Um für euch einen Erlebnisbericht in punkto „Freizeitaktivitäten für die ganze Familie“ zu schreiben, sind wir von Zürich nach Schongau gefahren, um einen ganzen Nachmittag im Erlebnispark Schongiland zu verbringen. Ein Freizeitpark für die ganze Familie. Egal ob an einem Mittwoch-Nachmittag oder am Wochenende, Spass kann man da jeden Tag haben.

„Dieser Freizeitpark ist perfekt für Familien mit Kindern mit grösseren Altersabständen, denn vom Kinderkarussell und der für grössere langweiligen „TschuTschu“-Bahn bis über die Attraktionen die erst ab 6 Jahre sind und ein gewisses Gewicht vorschreiben, gibt es wirklich alles.“

Als wir nach 39 Minuten Autofahrt mitten im Industriegebiet bei hohen Temperaturen angekommen sind, erlebten wir eine sonderbare Szene während wir auf dem Parkplatz auf unsere Freunde gewartet haben.
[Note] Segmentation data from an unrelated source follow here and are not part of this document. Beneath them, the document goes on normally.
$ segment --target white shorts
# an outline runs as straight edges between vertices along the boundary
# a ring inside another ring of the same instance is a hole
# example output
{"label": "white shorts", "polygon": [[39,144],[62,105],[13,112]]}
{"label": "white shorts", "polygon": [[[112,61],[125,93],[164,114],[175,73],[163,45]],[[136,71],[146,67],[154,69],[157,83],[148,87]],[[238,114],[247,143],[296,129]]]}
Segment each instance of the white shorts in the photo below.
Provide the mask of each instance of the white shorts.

Nämlich drei kleine Kinder, die weinend aus dem Park gelaufen sind. Mein zehnjähriger Sohn sagte noch zu mir „Mama, ich glaube es ist nicht so lässig hier drin, wenn Kinder weinend rauskommen, ich glaube das wird nichts“. Natürlich war dem nicht so, die Kids haben geweint, weil sie eigentlich gar nicht mehr nach Hause wollten stellte sich heraus.

Ehrlich gesagt haben wir uns erst mal verlaufen, bis uns ein Industriearbeiter darauf aufmerksam gemacht hat, dass wir auf dem falschen Weg sind. Jedoch nur paar Schritte weiter wurden wir fündig und am Eingang freundlich empfangen. Der Eintritt kostet für Kinder ab 5 Jahren CHF 19.-, Erwachsene ab 15 Jahren CHF 21.- und Senioren ab 60 Jahren CHF 14.- zzgl. einer pauschalen Parkplatzgebühr von CHF 3.-. Damit man eine Übersicht der Attraktionen und dessen Standort hat, erhält man eine Karte vom ganzen Freizeitpark.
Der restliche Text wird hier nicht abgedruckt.